Critical parameters governing platforms – like whether artists receive royalties on secondary sales of their NFT artwork – are of lesser significance than the methods and mechanisms by which those parameters are determined, and how they are enforced.
In order to affirm their commitment to decentralization – that is, to on-chain transactions and on-chain governance – web3 NFT marketplaces must ensure that parameters governing NFT royalties are determined by DAOs. Further, they must ensure that all relevant parameters are hardcoded into their protocols via smart contract modules. Otherwise, community governance and trustless architecture are enticing labels at best, and outright deception at worst.
Even in the 2022 bear market, well-established digital artists can make a decent living selling their NFT collections on various web3 marketplaces. In addition to earning revenue for selling artwork up front in what are called “primary sales,” artists also receive a minor portion of all future exchanges in secondary markets – generally in the ballpark of 5 percent. Called royalties, these fees help to stabilize artists’ revenue streams by providing ongoing income to supplement their otherwise infrequent primary sales from collection drops.
However, in recent months all that has changed. In August, NFT marketplace X2Y2 began allowing buyers to determine royalty contributions themselves – essentially reducing what was once a mandatory creator compensation to an optional gratuity.
On October 14, Solana NFT marketplace Magic Eden followed in suit, replacing mandatory royalties with a similar tip-if-you-like model.
In response, content creators from around the web3 space have taken to Twitter to express their disapproval and general discontent – and rightly so. Having had the proverbial rug yanked from underneath their feet, artists are right to feel marginalized and exploited.
But here’s the thing: casting blame in the direction of NFT marketplaces, satisfying though it may be, does not do justice to the greater issue at hand. Like all organizations in the web3 landscape, NFT marketplaces are competing fiercely against one another to boost their platforms and attract new users. On this prerogative, reducing fees for second-hand sellers from 5 percent to zero is simply a no-brainer; it puts money back in users’ pockets and costs the platform nothing. After all, it is in the very nature of free markets to drive down costs to consumers via competition.
The issue at hand is not whether platforms choose to deprecate artist royalties, but whether they have any power to do such choosing in the first place. The most fundamental value proposition of web3 ecosystems is that their protocols are owned, operated, and governed by their users. In order for this principle to remain true in practice, web3 applications must operate fully on-chain.

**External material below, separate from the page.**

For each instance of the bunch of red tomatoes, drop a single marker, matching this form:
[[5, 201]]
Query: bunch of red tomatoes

Thus, the issue at hand is that ERC721 and other popular NFT token standards do not support royalties directly via smart contracts. Instead, they rely on centralized marketplaces to honor and enforce royalty policies – all while competing against one another for cost-conscious users.

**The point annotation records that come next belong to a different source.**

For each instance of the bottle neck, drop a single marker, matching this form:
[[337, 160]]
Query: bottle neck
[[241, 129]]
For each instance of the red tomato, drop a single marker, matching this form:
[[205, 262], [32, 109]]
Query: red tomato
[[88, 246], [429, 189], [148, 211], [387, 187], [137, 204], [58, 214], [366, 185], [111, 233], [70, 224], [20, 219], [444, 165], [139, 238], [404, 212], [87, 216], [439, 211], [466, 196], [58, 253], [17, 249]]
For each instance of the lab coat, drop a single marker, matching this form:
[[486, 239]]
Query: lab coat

On November 5, Ethereum NFT marketplace OpenSea published a Twitter Thread outlining their plan to develop “on-chain enforcement tools” that purportedly allow NFT artists to launch new collections with mandatory creator fees. Looking deeper, OpenSea’s enforcement tools function as a blacklisting mechanism of sorts, allowing artists to block users from exchanging their NFT collections in marketplaces that do not honor their creator fees. Merely a band-aid solution, OpenSea’s enforcement tools stand to fragment the NFT space and detract from the inclusion and interoperability that are integral to the web3 paradigm.

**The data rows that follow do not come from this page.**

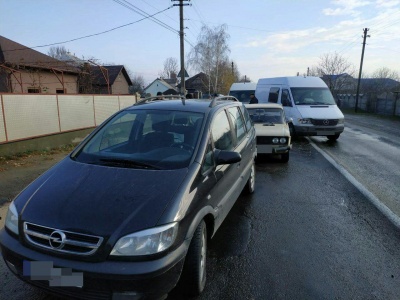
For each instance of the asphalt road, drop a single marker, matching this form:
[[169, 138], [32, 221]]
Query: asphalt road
[[306, 233]]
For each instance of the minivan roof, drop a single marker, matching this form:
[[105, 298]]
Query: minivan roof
[[243, 86], [293, 81]]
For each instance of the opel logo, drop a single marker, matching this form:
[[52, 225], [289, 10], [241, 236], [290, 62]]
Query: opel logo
[[57, 239]]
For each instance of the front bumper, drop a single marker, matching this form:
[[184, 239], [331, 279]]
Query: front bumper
[[273, 149], [101, 280], [312, 130]]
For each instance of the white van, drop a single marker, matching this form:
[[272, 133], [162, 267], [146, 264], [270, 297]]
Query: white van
[[242, 91], [308, 101]]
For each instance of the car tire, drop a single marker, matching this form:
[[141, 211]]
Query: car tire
[[251, 182], [285, 157], [333, 137], [194, 270], [292, 131]]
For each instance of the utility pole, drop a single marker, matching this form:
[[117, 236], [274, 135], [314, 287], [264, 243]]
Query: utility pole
[[359, 74], [182, 36], [395, 102]]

Meanwhile, for the landscape of existing NFT collections, NFT marketplaces, and NFT traders – and really, the NFT space at large – there exists great demand for a blockchain ecosystem where on-chain royalties and other critical parameters governing NFTs can be determined by DAOS and hardcoded directly at the protocol level. Unfortunately, no such features are technically feasible on Ethereum or Solana, where the majority of NFTs currently live.
The clock is ticking. This time, the web3 community is no longer alone.
While web3 NFT communities bicker and debate the nuances of artist royalties, web2 incumbents are closing in fast with centralized alternatives of their own. Tech giant Apple recently came forward with the announcement that it will now permit NFT marketplace applications on its App Store, withstanding that it collects a 30% tax on all transactions. One would hope that, despite their differences and disagreements, the early adopters that make up today’s web3 community can unite against the next rendition of web2 tyranny.
Ultimately, community governance must play a major role in shaping the values of the NFT scene. Soon, it will not only be artists, but musicians, gamers, writers, vloggers, and other live streamers that will be looking to share and monetize their content in the web3 space.
The diversity of voices in the NFT community is poised to grow exponentially. To support their values, communities, and content verticals in addition to those which already exist, DAOs serve an indispensable role as on-chain mechanisms to organize diverse community perspectives and justly curate on-chain parameters.
To support DAOs, smart contracts serve as the only on-chain tools that can justly and consistently enforce community-determined parameters so that content creators, consumers, and collectors can enjoy an open and free marketplace for digital content.